The International Consortium of Investigative Journalists (ICIJ) together with the German newspaper Suddeutsche Zeitung and more than 100 other media partners, spent a year sifting through 11.5 million leaked files to expose the offshore holdings, based on, among other things, 40 years of data from a little-known but powerful Panama-based law firm Mossack Fonseca. The firm has offices in more than 35 locations around the globe, and is one of the world’s top creators of shell companies, corporate structures that can be used to hide ownership of assets.
“No, no, no, no, no my name ain’t in no Panama report,” Jagdeo said, while adding that he does not believe that any of his former ministers of government is named and that in time whoever is, their name or names would be revealed.

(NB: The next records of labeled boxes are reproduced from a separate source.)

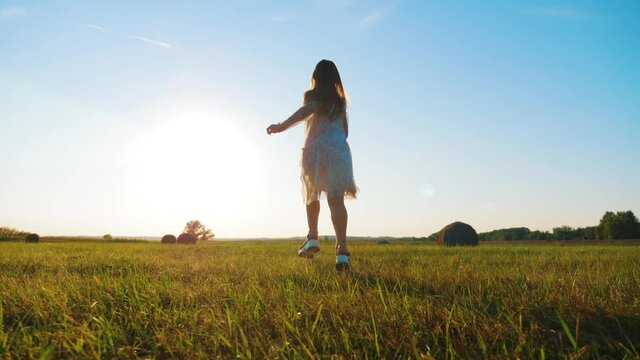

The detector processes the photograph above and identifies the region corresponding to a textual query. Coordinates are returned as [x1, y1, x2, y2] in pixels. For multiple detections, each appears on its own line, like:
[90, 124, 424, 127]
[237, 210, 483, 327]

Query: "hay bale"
[25, 234, 40, 243]
[177, 233, 196, 244]
[437, 221, 478, 246]
[160, 234, 178, 244]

He said that his local assets are already identified in his Integrity Commission filing but he believes that the probing of assets of politicians here should be increased to include international possessions.
“They are fearful that people may not have declared in the Integrity Commission. That is why we have to get an international investigator to look at it because if a man hides it, say in Panama, he won’t put it in his Integrity Commission [filing]. We move past the integrity already, this one, I am saying hire an investigator to look at all the holdings,” he said.
“Yeah, yeah, yeah, yeah, yeah, yeah, I will declare everything local and overseas. The local money is in my Integrity Commission everything. Everything you have to declare there, you would have seen it there. Now that you have my answer, which is no, I hope that you will ask the same question of several people, including one newspaper owner,” he added.
Jagdeo stressed that he was not the shareholder linked to Guyana nor does he have overseas hidden accounts and wants government to have an investigation done that would prove this.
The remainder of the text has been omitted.